EDM and festivals like Ultra aren’t new; musicians have been experimenting with electronic audio for a very long time. However, music created by computers frequently sounds like it has been edited from audio. The sounds of AudioCraft and other generative AI-generated music are made just using text and a sizable sound data bank.
Instead of being the upcoming huge pop smash, AudioCraft currently sounds more like stock music that may be utilized for ambience or elevator music. But Meta is certain that its innovative design may bring in a new generation of tunes in the same way that synthesizers did when they first became widely used.
According to the company’s blog, “We think MusicGen can turn into a new type of instrument — just like synthesizers when they first appeared.” Since audio frequently comprises millions of points where the model performs an action as opposed to written text models like Llama 2, which only contain thousands, Meta acknowledged the difficulties in developing AI models capable of producing music.

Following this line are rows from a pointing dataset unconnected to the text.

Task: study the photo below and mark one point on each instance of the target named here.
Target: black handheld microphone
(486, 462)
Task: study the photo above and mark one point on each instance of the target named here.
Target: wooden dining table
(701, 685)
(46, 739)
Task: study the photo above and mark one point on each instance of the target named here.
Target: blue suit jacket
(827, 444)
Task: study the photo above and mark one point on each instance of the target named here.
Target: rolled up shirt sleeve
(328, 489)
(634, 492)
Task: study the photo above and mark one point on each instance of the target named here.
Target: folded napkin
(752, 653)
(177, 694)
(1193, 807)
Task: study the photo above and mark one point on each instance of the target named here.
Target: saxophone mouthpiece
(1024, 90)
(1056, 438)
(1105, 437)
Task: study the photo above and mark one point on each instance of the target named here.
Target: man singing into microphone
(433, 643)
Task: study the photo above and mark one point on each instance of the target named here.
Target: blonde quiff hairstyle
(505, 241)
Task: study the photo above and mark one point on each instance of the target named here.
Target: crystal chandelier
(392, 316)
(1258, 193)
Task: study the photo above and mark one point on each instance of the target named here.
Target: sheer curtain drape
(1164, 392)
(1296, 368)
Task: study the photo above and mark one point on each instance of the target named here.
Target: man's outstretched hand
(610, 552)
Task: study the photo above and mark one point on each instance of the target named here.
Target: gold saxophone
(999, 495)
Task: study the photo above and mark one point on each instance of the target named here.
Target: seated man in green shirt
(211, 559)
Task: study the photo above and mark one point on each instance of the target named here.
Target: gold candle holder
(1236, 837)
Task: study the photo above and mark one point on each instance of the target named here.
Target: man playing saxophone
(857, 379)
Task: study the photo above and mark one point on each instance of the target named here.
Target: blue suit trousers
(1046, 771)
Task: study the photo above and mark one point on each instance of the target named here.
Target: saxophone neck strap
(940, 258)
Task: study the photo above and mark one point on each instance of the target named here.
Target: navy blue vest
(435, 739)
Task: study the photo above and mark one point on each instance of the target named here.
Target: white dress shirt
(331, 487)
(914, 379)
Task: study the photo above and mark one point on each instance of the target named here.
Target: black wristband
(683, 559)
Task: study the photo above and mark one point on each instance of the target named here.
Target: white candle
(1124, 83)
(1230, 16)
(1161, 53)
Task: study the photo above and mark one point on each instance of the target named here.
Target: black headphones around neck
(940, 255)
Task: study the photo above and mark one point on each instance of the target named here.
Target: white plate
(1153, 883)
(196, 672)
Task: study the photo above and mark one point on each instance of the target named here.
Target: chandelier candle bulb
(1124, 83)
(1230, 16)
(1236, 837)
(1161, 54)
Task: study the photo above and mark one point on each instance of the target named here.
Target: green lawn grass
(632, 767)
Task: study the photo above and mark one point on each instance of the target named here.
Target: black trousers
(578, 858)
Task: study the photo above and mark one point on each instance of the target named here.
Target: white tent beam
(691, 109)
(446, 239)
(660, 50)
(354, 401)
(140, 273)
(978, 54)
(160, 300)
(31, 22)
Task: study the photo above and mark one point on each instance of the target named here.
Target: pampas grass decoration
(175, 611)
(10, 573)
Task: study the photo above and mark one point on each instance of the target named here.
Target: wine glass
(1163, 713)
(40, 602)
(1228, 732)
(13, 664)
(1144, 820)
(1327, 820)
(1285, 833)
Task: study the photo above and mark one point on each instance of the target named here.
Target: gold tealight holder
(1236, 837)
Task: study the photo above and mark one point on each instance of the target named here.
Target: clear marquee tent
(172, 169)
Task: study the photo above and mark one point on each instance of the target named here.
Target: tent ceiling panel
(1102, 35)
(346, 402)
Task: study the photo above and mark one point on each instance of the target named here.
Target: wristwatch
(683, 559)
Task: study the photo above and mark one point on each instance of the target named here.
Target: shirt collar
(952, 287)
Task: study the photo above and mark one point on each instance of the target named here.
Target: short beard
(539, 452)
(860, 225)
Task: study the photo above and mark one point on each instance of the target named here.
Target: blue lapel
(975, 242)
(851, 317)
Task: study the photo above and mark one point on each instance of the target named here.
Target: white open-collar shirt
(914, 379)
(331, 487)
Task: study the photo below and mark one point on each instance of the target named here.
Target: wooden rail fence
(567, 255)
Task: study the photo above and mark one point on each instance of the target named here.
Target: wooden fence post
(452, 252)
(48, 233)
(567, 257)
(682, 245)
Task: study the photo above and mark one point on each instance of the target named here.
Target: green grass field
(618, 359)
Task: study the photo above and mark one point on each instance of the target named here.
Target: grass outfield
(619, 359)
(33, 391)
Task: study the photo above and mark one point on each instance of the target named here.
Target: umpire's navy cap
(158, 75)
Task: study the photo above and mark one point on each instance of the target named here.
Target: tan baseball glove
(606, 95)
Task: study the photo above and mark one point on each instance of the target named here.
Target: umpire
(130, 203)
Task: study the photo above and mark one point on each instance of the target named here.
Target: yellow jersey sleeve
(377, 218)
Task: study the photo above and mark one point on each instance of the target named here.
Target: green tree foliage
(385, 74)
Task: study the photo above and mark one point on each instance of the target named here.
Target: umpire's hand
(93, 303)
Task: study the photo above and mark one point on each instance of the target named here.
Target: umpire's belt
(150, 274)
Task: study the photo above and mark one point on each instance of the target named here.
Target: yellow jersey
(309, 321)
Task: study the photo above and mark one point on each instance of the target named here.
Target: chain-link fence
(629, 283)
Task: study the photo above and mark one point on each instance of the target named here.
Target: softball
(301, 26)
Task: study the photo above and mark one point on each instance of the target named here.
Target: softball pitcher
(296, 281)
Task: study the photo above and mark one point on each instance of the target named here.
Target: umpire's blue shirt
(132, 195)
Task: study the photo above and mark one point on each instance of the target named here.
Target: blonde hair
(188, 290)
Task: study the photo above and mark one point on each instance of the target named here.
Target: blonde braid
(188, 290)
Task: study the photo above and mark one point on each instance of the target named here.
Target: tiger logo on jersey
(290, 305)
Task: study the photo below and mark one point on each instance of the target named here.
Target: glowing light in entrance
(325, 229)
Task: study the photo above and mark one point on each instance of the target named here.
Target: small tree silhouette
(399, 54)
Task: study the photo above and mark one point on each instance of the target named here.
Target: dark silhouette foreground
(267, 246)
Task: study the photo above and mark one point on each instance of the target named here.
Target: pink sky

The business claims that open sourcing is necessary for AudioCraft in order to diversity the training data.
“We acknowledge the lack of diversity in the datasets utilized to train our models. Particularly, the music dataset employed exclusively includes audio-text pairs with text and metadata in English and has a higher proportion of Western-style music, according to Meta.
“By sharing the code for AudioCraft, we hope that other researchers can more easily test new approaches to limit or eliminate potential bias in and misuse of generative models.”
Because many are concerned that AI models will use copyrighted content in their training and because record labels and musicians have historically been a litigious group, they have already raised the alarm about the risks of AI.
We all know what happened to Napster, to be sure, but more recently, Spotify was the target of a $1 billion lawsuit based on a statute that dates back to the period of player pianos, and just this year, a judge had to decide if Ed Sheeran had plagiarized Marvin Gaye for “Thinking Out Loud.”
Before Meta’s “synthesizer” goes on tour, however, someone will need to come up with a strategy that attracts listeners who are interested in machine-made music rather than just muzak.